Seperti yang sering dikatakan "trader setempat" di lantai perdagangan Chicago, Dennis "bertaruh gila." Pada tahun 1983, pada saat dia berusia tiga puluh tujuh tahun, dia telah menghasilkan ratusan juta dolar dari pembelian awal beberapa ratus. Dennis telah melakukannya dengan caranya sendiri dalam waktu kurang dari lima belas tahun, tanpa pelatihan formal atau bimbingan dari siapa pun. Dia mengambil risiko yang diperhitungkan dengan memanfaatkan sejumlah besar uang. Jika dia menyukai perdagangan, dia mengambil semua yang bisa dia dapatkan. Dia menjalani pasar sebagai bisnis "taruhan".


Dennis menemukan cara mendapatkan keuntungan di dunia nyata dari pemahaman tentang keuangan perilaku beberapa dekade sebelum hadiah Nobel diberikan kepada profesor yang mengajarkan teori. Pesaingnya tidak pernah bisa mengatasi kemampuannya yang konsisten untuk mengeksploitasi perilaku pasar yang tidak rasional di semua jenis pasar. Pemahamannya tentang probabilitas dan hasil sangat aneh. Dennis hanya berbaris ke drum yang berbeda. Dia menghindari publisitas tentang kekayaan bersihnya meskipun pers berspekulasi tentang hal itu secara ekstensif. 
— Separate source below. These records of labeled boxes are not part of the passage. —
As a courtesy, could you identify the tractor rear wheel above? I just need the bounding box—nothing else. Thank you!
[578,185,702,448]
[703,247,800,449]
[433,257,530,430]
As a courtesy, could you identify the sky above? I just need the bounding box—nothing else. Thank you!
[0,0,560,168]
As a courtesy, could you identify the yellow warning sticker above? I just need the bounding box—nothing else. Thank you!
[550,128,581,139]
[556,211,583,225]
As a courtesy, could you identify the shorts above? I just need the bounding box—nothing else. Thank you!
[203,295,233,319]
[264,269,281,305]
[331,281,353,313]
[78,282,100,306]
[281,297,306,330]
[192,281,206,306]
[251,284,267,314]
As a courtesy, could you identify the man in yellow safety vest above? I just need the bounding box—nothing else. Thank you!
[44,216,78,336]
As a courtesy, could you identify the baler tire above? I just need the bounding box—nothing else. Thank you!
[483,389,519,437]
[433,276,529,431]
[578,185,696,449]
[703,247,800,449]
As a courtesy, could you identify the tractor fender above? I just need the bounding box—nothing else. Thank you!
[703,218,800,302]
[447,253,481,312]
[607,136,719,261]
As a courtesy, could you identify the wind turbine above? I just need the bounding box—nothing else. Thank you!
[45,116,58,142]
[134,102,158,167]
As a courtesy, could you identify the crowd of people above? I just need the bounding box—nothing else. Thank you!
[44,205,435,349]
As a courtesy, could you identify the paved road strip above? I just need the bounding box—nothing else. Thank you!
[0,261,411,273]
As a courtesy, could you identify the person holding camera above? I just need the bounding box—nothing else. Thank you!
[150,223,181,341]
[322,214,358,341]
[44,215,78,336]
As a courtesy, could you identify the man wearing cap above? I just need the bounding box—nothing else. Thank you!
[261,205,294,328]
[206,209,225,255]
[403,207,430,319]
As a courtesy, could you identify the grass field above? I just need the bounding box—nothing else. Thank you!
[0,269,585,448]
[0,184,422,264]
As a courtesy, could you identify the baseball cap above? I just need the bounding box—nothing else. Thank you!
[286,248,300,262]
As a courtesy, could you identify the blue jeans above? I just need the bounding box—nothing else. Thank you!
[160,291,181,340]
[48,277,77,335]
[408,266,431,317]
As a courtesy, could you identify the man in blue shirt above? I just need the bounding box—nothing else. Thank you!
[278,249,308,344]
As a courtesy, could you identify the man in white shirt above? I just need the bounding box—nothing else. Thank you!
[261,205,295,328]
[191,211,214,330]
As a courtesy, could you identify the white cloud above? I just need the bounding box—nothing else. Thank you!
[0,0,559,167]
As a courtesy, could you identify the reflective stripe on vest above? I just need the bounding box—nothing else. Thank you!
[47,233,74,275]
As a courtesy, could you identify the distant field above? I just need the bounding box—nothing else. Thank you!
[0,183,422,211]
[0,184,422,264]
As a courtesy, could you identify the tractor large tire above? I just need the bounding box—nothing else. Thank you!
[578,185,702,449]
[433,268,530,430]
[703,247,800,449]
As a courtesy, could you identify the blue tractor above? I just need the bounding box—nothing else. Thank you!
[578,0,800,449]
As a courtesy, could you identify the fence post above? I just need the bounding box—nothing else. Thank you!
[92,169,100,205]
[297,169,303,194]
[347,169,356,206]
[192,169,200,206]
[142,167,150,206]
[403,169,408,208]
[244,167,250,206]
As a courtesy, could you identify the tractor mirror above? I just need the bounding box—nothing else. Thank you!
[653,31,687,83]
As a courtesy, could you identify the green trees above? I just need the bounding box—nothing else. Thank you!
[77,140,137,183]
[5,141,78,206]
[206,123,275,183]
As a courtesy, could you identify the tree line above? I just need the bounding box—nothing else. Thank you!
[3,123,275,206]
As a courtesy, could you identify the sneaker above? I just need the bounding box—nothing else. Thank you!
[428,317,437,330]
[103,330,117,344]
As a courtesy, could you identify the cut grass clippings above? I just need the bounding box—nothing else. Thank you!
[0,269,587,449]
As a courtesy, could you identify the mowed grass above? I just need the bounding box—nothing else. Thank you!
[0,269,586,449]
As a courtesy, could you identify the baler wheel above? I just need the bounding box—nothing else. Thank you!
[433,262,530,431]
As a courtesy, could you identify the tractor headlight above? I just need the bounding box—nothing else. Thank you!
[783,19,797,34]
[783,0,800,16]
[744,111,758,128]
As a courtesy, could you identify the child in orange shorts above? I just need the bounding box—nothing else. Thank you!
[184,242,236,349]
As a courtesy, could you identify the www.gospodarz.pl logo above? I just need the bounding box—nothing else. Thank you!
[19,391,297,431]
"Saya menemukan gauche semacam itu," kata Dennis. Mungkin dia enggan untuk fokus pada kekayaannya karena apa yang sebenarnya ingin dia buktikan adalah bahwa keterampilan menghasilkan uangnya tidak ada yang istimewa. Dia merasa siapa pun bisa belajar cara berdagang jika diajarkan dengan benar. Rekannya, William Eckhardt, tidak setuju, dan perdebatan mereka menghasilkan eksperimen dengan sekelompok calon pedagang magang yang direkrut selama tahun 1983 dan 1984 untuk dua "kelas" perdagangan. Nama "kura-kura" itu? Itu hanya nama panggilan yang digunakan Dennis untuk murid-muridnya. Dia telah melakukan perjalanan ke Singapura dan mengunjungi peternakan penangkaran kura-kura. 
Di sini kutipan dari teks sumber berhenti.